AWW. Love the cameo from your cat. She's adorb as hell, but don't worry, Val. We're all still around. haha.
1 reply · active 431 weeks ago
I am feeling you on the blogging thing. Lately I'm kind of just like ??? about the whole thing. I'm finding it so hard to motivate myself to reply to comments, and leave comments on other blogs. Which is SAD and TERRIBLE. Because these things are the life's blood of blogging. Really, what IS blogging without commenting? Without the interaction? This week I've tried to tell myself that Tuesday and Friday (my post days) are also going to be 'get as much blogging done as you can days', as well, because I really need to pick up my own slack *sobbing*

Reviewing is almost like a chore to me now which is TERRIFYING because what would I do without reviews? WHAT WOULD WE ALL DO? I don't know. I just have this pile of reviews I have to write and I'm either like: yeah, read this book because it's good. Or: nah, this book wasn't so great. But I have to FILL that in with all this stuff and AHHH.
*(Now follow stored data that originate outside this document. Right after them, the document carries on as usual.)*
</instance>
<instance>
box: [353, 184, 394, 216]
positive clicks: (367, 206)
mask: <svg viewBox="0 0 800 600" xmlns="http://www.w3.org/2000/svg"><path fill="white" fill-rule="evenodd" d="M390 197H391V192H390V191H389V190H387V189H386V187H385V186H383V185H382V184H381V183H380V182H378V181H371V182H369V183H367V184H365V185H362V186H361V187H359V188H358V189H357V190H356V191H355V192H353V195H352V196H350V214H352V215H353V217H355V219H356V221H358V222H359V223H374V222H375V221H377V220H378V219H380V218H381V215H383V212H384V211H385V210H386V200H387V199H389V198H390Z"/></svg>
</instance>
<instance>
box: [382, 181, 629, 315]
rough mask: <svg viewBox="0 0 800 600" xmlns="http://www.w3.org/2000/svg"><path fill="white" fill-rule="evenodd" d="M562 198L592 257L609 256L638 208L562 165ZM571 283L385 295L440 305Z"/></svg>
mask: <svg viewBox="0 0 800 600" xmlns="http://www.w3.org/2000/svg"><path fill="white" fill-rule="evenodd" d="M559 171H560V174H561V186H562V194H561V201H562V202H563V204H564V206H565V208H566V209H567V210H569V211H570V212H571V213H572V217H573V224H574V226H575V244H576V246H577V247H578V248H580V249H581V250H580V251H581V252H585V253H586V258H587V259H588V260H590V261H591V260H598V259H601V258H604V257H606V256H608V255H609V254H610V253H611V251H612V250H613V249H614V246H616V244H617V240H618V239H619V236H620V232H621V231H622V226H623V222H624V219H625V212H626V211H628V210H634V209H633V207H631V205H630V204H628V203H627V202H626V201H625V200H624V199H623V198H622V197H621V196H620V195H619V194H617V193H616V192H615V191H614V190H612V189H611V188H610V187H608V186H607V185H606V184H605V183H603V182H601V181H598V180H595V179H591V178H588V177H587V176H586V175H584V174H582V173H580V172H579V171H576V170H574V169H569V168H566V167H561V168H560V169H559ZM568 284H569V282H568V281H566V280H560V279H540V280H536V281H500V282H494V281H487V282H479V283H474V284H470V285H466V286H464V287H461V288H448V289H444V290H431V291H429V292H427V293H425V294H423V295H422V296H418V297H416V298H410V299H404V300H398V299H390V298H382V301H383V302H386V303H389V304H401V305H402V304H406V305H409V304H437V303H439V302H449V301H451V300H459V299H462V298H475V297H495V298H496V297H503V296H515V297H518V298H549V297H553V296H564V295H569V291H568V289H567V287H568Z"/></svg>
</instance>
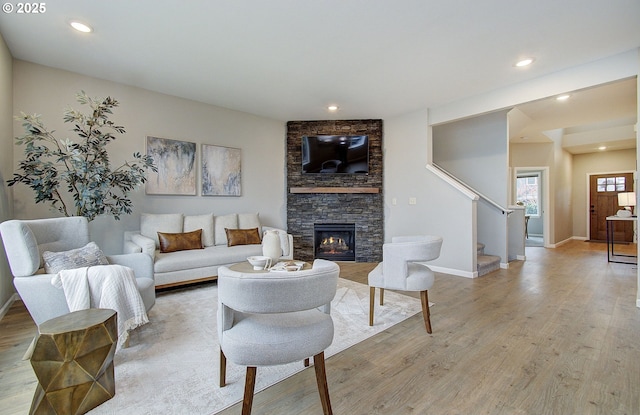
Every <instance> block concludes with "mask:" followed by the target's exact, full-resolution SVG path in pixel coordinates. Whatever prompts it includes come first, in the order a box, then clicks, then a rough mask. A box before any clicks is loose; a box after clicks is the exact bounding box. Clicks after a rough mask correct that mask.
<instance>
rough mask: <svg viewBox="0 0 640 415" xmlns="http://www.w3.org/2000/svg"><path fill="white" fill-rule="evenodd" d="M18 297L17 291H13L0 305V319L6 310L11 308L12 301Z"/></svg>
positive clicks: (18, 299)
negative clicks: (4, 300) (6, 300)
mask: <svg viewBox="0 0 640 415" xmlns="http://www.w3.org/2000/svg"><path fill="white" fill-rule="evenodd" d="M19 299H20V296H19V295H18V294H17V293H13V295H12V296H11V297H9V299H8V300H7V302H6V303H4V304H3V305H2V308H0V320H2V319H3V318H4V316H5V315H6V314H7V312H9V309H10V308H11V306H12V305H13V303H14V302H16V301H18V300H19Z"/></svg>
Anyway, I hope you're happy with where you are with blogging, Valerie <3
1 reply · active 430 weeks ago
I understand about things getting tougher IRL and making it hard to put any focus at all on blogging. My commenting has especially suffered lately. Sigh. On the plus side, I love your plant-killer mug---I could definitely use one of those! LOL!

Nicole @ Feed Your Fiction Addiction
#1, #6, and #7 definitely apply to me too! Sometimes I feel like I've lost my blogging mojo. Even if I do come up with an idea, I just feel zero motivation to actually write it up.